Ray Douglas carves pieces of wood one chip at a time
BRODHEAD—In a workshop next to his South Dickey Road house, Ray Douglas starts cutting away pieces of wood with the blade of his chip carving knife.
Sitting in an old leather office chair, Douglas rests the block of wood atop his thigh, pushing down on the 1.5-inch blade with calloused fingertips. He begins cutting tiny pieces of wood from block, quickly brushing them away.
“I've always loved working with wood. I'm a carpenter by trade and grew up on a farm," he said.
After attending a couple woodcarving shows, the 61-year-old got his first exposure to the craft after he enrolled in a one-day carving class in Madison.
"I learned it wasn't as hard as it looks," Douglas said.
Later, while picking up some lumber for carpentry jobs and some carving, an employee at the Monroe saw mill asked Douglas what he was going to do with the carving wood.
When Douglas explained, the man invited him to join the Monroe Swiss Valley Wood Carvers Club, where members primarily do chip carving.
Since then, Douglas has carved several hundred pieces from Christmas tree ornaments to keepsake boxes. He has also joined the Rock River Valley Carvers of Wisconsin, participated in two shows and has won a couple of awards.
On Saturday, Sept. 13, Douglas will be the featured carver of the Rock River group's annual show and sale at the Rock County Fairgrounds. He plans to have a couple dozen pieces on display and for sale.
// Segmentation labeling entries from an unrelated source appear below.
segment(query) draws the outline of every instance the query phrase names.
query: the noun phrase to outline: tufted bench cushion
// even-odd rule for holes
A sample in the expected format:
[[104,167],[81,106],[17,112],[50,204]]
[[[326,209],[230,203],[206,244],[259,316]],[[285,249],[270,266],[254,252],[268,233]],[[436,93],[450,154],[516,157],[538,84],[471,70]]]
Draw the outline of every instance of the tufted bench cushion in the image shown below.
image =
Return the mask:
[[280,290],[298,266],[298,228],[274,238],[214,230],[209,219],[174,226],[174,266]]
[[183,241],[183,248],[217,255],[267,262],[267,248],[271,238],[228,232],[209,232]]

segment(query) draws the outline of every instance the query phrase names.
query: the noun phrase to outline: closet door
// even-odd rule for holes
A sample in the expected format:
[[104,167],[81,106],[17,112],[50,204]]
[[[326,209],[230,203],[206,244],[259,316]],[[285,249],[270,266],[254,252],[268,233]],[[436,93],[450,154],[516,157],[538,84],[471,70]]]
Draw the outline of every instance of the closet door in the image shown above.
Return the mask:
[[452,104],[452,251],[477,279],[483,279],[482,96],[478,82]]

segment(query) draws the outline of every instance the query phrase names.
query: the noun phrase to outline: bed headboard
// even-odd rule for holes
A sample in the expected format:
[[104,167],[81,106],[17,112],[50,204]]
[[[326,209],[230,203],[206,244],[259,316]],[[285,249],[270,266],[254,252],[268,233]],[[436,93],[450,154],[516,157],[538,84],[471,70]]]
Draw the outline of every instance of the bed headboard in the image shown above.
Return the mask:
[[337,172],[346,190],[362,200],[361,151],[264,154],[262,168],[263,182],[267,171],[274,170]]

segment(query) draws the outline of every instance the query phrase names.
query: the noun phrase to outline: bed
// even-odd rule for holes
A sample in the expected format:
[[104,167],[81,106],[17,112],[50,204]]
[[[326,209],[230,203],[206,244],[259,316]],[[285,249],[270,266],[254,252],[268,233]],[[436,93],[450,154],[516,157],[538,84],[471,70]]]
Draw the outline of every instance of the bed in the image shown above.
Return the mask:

"If somebody asks, I'll show them (my carving) techniques," he said. "I want to tell people if they think they can't do it, they can. Eight years ago I thought I couldn't do this, but when I tried I could."
During fall and winter, Douglas spends days carving in his shop when he isn't doing carpentry work. He designs and creates projects from basswood and butternut wood.
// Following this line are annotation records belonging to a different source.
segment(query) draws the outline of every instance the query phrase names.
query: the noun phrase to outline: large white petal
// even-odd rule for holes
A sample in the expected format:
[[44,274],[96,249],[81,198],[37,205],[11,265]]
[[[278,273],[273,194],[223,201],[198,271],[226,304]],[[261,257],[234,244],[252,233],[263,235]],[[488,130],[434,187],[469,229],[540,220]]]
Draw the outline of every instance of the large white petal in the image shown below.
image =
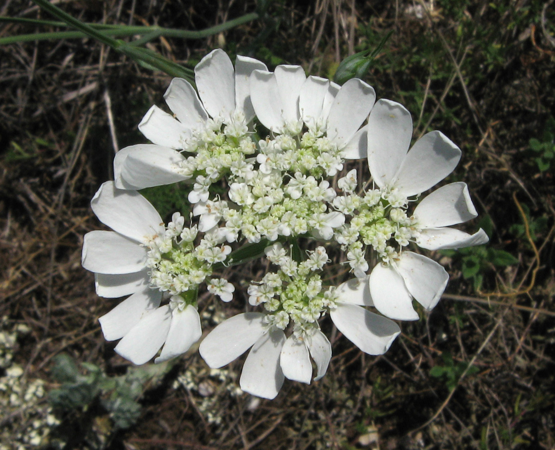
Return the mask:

One 3-foot circular wall hanging, which adorns his living room wall, took Douglas more than 300 hours to make.
"The patterns took a lot of fooling around and a compass,'' he said of the geometric, nature-themed piece.
"I wanted some bold cuts and lighter cuts so you could look at it at a distance or up close and there would be appealing deep and shallow cuts," he said.
Douglas said his cabinetry background offered no help when he was first learning to carve. However, his knowledge of wood and how wood grain affects projects did.
For example, "the farther north basswood is grown the better the carving wood it will be because it is slower growing and the growth rings are closer together," he said.
Douglas said he carves in a series he describes as an order.
"It's a cutting process. You just got to be gentle," he said.
A detail-oriented and patient person, Douglas enjoys the challenge wood carving poses.
"You're never going to learn anything unless you leave your comfort zone. And if you make a mistake that's how you learn," he said.
Over the years, Douglas has learned not to be so critical of his work.
"When I started, I wanted to correct my mistakes. At some point I eliminated a lot of my mistakes and got pretty good at it," he said.
It's natural for Douglas to make his next piece better than the last.
"When I'm done, I know I've put my best effort into it," he said.